At last I put him in my hole, stretched my blanket over him, and telephoned battalion.

“Colonel, it’s me, Boesch,” I said, keeping my voice low so Black could not hear me. “I’ve got Captain Black here in my foxhole. His nerves are shot. He needs a little rest, else we’re going to lose a mighty good man.”

The Colonel listened, then said to keep Black with me for a few hours to see if he might not snap out of it.

“Okay, sir,” I agreed. “His men are stretched out along the road here now. I don’t want to parade him past them in this condition anyway. I’ll make sure he’s okay before I bring him back.”

When I hung up, I heard Black sobbing again. I went to him.

“I heard you, Boesch,” he cried accusingly, sitting up in the foxhole. “You’re ashamed of me. You think I’m yellow. I’m not yellow. I’m not afraid of these sonsabitchin’ Germans. I’m not afraid of their goddamned artillery. But why do all these good men get killed while I stay here and see them go? Why wasn’t it me instead of them? Why wasn’t it me? Answer me that, dammit. Why?”

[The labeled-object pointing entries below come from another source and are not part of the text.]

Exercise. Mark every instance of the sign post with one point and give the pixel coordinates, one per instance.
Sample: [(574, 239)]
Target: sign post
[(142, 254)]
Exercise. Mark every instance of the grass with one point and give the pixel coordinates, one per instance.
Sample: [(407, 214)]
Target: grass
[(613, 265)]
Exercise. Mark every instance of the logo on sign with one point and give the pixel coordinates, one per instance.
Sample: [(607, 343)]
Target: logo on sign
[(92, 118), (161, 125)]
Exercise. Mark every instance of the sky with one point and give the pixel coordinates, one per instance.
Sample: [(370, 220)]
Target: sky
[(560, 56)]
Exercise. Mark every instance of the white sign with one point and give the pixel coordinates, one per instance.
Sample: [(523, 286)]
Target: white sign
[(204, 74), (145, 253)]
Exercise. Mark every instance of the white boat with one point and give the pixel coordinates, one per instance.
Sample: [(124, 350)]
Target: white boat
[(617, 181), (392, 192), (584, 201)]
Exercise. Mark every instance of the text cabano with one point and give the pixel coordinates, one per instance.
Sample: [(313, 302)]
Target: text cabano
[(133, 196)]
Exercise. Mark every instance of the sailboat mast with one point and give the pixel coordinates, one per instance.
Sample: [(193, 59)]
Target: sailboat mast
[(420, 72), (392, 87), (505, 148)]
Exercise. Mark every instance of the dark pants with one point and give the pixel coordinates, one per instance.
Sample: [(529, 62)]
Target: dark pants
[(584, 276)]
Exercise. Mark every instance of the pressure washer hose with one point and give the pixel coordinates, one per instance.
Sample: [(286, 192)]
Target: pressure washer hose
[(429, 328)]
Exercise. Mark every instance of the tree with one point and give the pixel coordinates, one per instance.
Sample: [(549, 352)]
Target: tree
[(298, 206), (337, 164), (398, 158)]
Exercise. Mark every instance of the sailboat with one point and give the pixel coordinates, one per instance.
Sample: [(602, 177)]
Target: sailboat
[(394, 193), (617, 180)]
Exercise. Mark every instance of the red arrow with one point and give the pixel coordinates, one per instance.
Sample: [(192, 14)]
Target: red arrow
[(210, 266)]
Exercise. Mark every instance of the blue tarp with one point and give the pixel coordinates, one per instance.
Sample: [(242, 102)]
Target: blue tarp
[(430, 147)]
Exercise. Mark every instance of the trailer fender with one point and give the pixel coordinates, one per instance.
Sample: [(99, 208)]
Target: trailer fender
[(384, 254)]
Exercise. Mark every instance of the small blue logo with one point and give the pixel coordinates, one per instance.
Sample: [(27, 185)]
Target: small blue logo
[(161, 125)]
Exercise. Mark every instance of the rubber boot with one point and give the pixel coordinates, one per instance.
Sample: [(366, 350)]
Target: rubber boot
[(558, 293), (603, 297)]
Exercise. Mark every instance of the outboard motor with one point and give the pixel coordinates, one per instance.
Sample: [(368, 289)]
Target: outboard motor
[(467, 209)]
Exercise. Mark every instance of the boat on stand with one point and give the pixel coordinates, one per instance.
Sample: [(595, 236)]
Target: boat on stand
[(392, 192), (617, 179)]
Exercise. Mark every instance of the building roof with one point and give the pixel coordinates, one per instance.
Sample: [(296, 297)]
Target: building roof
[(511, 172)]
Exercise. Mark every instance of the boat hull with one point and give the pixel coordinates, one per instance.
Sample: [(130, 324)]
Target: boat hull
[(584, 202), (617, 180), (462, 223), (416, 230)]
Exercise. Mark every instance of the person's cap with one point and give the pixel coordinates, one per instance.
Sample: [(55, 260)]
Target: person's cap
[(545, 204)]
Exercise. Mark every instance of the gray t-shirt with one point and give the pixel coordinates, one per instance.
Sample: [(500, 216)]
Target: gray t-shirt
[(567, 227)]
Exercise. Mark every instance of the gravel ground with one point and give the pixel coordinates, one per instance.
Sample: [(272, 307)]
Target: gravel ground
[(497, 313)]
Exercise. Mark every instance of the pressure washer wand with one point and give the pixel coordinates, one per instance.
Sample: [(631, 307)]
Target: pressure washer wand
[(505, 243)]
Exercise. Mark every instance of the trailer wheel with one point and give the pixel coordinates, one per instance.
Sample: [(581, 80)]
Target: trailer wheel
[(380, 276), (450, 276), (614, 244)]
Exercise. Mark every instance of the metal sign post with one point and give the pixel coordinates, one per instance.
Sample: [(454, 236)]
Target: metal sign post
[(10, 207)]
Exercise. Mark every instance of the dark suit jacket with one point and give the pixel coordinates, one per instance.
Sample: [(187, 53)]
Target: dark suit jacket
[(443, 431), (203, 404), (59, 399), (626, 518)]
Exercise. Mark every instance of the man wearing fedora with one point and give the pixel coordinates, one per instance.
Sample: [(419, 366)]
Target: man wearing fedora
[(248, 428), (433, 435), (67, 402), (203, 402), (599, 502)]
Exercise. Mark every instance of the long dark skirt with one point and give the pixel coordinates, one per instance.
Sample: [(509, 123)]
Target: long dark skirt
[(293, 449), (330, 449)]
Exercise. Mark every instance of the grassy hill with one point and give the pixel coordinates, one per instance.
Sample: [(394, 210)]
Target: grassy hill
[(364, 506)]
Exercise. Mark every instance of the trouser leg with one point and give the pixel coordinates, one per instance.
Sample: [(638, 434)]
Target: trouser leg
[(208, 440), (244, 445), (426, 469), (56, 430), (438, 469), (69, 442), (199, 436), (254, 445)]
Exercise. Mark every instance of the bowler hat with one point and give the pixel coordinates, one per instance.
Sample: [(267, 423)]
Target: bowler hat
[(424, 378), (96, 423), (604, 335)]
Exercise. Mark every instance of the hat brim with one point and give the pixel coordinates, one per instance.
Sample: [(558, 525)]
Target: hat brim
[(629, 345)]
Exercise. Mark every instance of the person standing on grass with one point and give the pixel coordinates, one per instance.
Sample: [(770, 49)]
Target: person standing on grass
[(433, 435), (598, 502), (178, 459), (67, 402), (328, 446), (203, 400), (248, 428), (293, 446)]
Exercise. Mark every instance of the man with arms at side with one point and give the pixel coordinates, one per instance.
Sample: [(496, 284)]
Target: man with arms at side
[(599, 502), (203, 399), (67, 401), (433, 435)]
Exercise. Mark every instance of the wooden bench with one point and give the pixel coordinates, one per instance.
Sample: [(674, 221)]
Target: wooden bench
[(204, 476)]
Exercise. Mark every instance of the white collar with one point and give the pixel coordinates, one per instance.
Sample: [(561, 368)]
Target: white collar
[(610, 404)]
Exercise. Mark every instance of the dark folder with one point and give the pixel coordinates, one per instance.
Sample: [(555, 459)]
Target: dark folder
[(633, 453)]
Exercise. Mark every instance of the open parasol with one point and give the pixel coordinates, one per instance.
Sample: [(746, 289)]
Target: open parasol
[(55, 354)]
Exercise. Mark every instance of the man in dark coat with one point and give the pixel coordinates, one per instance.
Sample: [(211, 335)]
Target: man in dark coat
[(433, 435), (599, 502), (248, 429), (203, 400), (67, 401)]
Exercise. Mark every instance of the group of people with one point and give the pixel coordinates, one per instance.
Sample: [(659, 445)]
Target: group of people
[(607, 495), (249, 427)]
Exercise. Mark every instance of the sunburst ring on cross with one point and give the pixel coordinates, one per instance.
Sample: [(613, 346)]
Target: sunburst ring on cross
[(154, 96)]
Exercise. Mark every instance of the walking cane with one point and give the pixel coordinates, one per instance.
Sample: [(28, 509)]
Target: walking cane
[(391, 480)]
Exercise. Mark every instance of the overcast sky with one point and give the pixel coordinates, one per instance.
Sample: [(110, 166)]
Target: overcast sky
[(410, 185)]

How could I explain to Black that I often had pondered the same thing, that I had concluded that somewhere in Heaven they used a strange method of selecting who would go and who would stay. Most of the men at the front explained their narrow escapes with the laconic phrase that their “number had not come up,” but I wondered how many believed in their own bravado. To many a man in other foxholes I had recited a poem on the subject:

It does not matter when I go.

Nor how nor why.

Each day a million roses blow,

A million die.

For every bird that lives to sing,

A song is stilled.

I go ... a brief remembering…

My place is filled.

I’ll live and love and dine and drink

The while I may,

And when my number’s called, I think

I’ll say “O.K.”[2]

I knew now was not the time nor the place to recite this poem to Black nor to try to explain it to him. Nor was it any use to try to comfort him. I left him in my hole, covered him with everything I could find that might provide some warmth, and hoped that he might sleep.